NoSQL – why?
If you are following backend development or Big Data fields, you’ve probably noticed that for the last couple of years, there has been a lot of hype about NoSQL databases.
In this article, I will describe why NoSQL databases were created in the first place, what problems they solve, and why suddenly we need to have so many different databases.
What is wrong
with relational database in the first place. They worked fine for many years, but now we have a obstacle that can’t handle anymore ….
Relational databases are designed to run a single machine and if you need to handle more requests, you have only one option: Buy a bigger computer with more memory and a better CPU. Unfortunately, there is a limit to how many requests a single machine can handle, and we need a different database technology that can run on multiple machines.
Now, some of you may scoff, and say that there are two widespread techniques of how you can use multiple machines if you use a relational database: replication and sharding. But they are not sufficient methods to handle challenges that we are facing.
… is a technique in which every update to your database is propagated to other hosts that can handle only read requests. In this case, all changes are applied by a single host, called the leader, while all other hosts, called read replicas, maintain a copy of the data. A user can read from any machine, but can change data only through the leader host. This is a useful and very popular technique, but it allows only handling of more read requests and doesn’t solve the problem of handling the required amount of incoming data.
Multi-master (read and write part of data)

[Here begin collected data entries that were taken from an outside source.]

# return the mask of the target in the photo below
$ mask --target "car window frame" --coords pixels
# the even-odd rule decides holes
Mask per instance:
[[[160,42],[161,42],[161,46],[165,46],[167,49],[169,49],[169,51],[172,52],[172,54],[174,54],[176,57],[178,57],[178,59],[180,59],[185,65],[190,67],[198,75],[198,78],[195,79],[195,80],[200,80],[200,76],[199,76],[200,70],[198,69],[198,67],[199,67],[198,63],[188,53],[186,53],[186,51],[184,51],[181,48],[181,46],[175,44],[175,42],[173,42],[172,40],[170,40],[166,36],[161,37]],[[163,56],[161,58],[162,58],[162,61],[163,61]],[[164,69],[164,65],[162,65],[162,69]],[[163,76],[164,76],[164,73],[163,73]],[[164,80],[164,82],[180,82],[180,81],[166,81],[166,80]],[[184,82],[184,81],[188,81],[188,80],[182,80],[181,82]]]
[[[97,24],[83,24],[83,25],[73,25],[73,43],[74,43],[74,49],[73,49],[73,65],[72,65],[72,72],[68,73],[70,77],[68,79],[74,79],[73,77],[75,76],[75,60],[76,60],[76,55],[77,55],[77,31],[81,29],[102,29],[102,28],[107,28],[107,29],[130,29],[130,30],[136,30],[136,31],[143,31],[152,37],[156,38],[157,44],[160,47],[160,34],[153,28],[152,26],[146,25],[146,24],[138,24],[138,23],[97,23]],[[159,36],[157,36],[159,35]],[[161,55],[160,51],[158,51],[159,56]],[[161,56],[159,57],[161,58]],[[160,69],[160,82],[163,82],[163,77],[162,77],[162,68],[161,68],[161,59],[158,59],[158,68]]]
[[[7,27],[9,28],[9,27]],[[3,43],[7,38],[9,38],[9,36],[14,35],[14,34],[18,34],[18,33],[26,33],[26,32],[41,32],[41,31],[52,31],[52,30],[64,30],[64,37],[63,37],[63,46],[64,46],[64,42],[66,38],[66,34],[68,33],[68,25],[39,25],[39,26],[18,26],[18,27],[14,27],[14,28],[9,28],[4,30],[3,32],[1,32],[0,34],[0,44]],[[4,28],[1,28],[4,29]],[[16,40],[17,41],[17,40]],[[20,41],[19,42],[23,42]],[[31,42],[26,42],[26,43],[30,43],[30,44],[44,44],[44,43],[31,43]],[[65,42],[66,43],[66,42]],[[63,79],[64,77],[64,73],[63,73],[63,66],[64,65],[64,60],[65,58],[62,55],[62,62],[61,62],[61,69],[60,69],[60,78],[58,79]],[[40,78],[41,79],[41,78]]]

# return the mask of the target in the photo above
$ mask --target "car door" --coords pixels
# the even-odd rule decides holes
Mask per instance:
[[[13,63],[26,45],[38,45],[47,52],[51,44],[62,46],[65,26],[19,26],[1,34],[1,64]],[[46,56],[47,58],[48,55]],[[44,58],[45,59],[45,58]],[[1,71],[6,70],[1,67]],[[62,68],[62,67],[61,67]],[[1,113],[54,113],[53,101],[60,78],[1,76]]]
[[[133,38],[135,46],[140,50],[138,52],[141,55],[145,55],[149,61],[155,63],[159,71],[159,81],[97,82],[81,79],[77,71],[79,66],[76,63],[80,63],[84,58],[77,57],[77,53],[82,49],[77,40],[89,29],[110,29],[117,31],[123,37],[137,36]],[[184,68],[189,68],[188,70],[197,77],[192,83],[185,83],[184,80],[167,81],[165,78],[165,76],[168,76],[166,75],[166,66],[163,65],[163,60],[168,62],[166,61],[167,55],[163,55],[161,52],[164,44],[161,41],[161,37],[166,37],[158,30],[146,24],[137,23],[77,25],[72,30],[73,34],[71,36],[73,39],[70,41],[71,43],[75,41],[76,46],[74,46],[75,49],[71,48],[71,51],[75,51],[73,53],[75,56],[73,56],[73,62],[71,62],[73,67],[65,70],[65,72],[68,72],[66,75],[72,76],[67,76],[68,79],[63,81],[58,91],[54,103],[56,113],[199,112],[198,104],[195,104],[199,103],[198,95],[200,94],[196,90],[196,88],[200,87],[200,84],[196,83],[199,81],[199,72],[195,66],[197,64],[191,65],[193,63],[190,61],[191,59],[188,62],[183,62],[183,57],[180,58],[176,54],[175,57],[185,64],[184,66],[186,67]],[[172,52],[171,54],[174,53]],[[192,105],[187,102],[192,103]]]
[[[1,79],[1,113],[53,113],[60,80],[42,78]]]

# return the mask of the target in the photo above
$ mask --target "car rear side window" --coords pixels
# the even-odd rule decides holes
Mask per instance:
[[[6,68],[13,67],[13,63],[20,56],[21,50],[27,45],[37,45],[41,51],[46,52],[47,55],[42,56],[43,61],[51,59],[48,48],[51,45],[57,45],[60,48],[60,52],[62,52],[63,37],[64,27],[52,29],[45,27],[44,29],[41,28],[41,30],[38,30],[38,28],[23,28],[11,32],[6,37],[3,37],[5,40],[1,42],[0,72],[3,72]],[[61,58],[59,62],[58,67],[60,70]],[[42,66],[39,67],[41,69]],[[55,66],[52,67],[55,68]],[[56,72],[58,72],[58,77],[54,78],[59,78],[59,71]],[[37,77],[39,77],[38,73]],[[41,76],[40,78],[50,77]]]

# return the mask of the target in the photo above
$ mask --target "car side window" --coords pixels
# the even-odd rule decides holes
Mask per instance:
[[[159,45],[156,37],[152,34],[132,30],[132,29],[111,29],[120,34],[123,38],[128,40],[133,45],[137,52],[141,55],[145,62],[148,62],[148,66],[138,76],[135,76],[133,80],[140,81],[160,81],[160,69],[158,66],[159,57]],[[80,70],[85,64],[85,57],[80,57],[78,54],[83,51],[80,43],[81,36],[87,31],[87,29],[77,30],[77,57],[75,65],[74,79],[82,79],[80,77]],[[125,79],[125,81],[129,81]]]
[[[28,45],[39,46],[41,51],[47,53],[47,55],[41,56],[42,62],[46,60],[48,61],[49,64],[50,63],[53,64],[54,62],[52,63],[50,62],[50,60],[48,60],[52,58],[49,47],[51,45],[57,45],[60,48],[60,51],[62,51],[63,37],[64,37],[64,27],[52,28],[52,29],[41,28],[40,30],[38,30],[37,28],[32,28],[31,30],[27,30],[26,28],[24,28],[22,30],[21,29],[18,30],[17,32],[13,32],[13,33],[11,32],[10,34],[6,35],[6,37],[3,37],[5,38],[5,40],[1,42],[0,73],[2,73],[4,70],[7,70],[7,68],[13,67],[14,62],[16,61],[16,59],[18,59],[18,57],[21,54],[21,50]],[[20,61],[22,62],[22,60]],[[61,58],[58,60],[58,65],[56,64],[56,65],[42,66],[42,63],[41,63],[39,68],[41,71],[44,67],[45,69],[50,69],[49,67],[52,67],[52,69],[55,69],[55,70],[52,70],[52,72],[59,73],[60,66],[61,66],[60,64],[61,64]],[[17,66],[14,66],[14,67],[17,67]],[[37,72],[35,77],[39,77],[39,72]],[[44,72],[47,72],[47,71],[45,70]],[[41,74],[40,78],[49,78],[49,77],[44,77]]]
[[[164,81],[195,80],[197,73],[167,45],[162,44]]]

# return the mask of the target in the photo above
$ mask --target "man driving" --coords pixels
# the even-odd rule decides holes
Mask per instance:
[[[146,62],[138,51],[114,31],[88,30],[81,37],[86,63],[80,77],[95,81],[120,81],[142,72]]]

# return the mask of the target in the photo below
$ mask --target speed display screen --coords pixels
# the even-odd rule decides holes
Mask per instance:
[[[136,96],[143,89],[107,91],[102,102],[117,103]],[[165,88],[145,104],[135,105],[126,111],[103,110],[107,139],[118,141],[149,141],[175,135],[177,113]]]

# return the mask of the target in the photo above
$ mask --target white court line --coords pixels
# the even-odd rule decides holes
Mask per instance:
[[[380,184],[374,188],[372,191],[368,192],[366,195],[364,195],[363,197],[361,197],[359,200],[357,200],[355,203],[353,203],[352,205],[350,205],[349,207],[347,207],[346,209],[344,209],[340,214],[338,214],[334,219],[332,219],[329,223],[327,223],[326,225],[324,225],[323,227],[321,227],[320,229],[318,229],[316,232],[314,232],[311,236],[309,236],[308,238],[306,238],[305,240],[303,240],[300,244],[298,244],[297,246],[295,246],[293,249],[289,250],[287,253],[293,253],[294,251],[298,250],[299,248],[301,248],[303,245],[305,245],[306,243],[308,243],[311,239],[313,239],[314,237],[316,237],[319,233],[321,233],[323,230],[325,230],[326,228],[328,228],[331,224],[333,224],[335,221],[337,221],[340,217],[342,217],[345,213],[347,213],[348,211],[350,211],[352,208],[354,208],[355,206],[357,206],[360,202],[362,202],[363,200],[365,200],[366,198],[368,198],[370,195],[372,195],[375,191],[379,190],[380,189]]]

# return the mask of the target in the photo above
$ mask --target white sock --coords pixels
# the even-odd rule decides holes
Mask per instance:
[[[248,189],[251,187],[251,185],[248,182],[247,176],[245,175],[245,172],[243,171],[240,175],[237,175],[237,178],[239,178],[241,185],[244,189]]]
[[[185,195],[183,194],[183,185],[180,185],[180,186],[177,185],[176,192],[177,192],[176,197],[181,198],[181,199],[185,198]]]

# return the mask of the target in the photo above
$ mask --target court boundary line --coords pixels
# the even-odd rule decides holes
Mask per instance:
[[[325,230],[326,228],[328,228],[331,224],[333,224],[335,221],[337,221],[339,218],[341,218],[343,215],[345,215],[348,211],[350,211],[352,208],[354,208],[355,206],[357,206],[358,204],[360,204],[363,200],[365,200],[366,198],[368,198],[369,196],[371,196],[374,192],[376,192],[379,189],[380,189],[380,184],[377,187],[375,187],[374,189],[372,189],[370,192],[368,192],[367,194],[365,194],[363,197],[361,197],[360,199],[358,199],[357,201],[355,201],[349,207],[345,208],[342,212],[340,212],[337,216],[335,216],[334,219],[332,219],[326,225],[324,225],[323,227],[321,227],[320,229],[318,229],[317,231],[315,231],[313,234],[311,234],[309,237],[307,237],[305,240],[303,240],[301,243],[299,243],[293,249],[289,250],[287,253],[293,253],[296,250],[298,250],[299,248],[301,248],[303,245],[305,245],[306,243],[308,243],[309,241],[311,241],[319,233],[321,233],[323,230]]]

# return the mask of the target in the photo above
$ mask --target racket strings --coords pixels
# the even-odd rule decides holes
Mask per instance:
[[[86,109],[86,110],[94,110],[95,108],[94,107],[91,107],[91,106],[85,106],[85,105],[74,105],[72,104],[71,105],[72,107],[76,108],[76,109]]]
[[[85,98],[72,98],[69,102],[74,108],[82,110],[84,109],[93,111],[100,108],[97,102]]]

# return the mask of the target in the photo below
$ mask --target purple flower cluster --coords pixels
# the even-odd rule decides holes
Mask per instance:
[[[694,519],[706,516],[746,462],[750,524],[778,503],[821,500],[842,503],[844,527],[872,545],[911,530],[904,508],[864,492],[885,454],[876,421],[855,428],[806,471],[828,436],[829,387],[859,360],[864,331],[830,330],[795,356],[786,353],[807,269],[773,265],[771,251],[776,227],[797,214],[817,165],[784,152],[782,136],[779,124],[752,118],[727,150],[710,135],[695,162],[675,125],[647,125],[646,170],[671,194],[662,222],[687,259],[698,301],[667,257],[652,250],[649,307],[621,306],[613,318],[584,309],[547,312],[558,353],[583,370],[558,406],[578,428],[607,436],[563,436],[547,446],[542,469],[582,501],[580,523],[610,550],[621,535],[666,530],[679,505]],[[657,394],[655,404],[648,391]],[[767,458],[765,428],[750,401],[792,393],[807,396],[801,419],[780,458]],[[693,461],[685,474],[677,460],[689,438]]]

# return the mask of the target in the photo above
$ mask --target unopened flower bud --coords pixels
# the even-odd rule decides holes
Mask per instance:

While sharding allows you to write more data, managing a sharded database can be a nightmare. You have to balance data across machines and scale your cluster up and down when necessary. While it may look simple in theory, implementing it correctly is a major challenge.
How does NoSQL works in this case?
NoSQL databases give you this control to select how your query should be executed. In one way or another, they allow you to specify two parameters when you perform a read or write operation with a NoSQL database:
W – how many machines in a cluster should acknowledge that they have stored your data when you perform a write. The more machines you write data to, the easier it is to read the latest data with the next read, but the more time will it take.
R – from how many machines you want to read data. In a distributed system, it may take some time for data to propagate to all machines in the cluster, so some hosts can have the latest data, while some can still lag behind. The more machines you read data from, the higher your chances of reading the latest data.
Let’s get more practical. If you have five machines in your cluster and you decide to write data to only one machine and then read data from one random machine, you have an 80 percent chance that you will get stale data. On the other hand, you will use a minimum amount of resources and if you can temporary tolerate stale data, you can choose this option. In this case, the W parameter is equal to 1 and R is equal to 1 as well.
On the other hand, if you write data to all five machines in a NoSQL database, at once you can read data from any machine and it is guaranteed that you will get the latest data every single time. It will take longer to perform the same operation with more machines, but if it is important for you, you can do this. In this case, W=5 and R=5.
What are the minimal numbers of reads and writes we need to perform to have a consistent database? Here is a simple formula: R + W ≥ N + 1, where N is the number of machines in the cluster.
Thank for your attention!
Please put more smile in digital world